I would think anesthesia, in specific doses, would only attenuate consciousness...if it stopped other processes your organs and nervous system would stop. I guess this confirms that.
This is strong evidence against LLMs experiencing qualia. (I know that that topic often gets people laughed out of the room but please don't jump on me for engaging in that debate. When we can collect evidence and be able to show it to people.)
Since this is about what happens in humans, not LLMs, it couldn't possibly be evidence of any sort regarding LLMs.

(I think there are overwhelming reasons to think that LLMs don't experience qualia, but this has nothing to do with it.)
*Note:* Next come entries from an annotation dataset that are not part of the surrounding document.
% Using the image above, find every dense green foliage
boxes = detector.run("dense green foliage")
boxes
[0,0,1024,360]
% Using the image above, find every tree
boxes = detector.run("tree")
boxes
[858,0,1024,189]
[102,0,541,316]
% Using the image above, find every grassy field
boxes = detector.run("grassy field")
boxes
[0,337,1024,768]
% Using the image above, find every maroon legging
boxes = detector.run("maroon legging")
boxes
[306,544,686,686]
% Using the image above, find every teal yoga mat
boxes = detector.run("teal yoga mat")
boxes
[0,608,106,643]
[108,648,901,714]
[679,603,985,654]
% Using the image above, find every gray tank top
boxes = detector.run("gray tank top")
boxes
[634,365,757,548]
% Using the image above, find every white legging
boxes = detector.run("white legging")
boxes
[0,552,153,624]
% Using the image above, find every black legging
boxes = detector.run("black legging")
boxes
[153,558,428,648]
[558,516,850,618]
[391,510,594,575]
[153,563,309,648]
I sometimes ge the most complex logical dreams whilst going to sleep on a programming problem. The dreams are normal dreams but structured like a programming problem or logic…it’s like my brain is trying to dream normally but it’s also Fixated on programming logic so it subliminally incorporates it into dreams. Then I wake up and I feel like I’ve compiled the whole code in my head and did not rest.
If that mechanism can be activated, it may significantly compress the time required for education and learning.
Or, worryingly, unsolicited brainwashing, no?
This sounds odd to me:

> ... neural signals could predict upcoming words in a sentence. ... This kind of predictive coding is something we associate with being awake and attentive, yet it’s happening here in an unconscious state

In psycholinguistics, the assumption is, and always has been, that language processing is unconscious, a background process like visual object recognition. For starters, conscious attention is too slow by two orders of magnitude, and infants can process language, while presumably not yet (fully) conscious.

What you call "conscious attention" seems to be a sort of cognitive process. What the article calls unconscious state is a state. The idea is that in some states, some processes (like predictive coding) don't take place.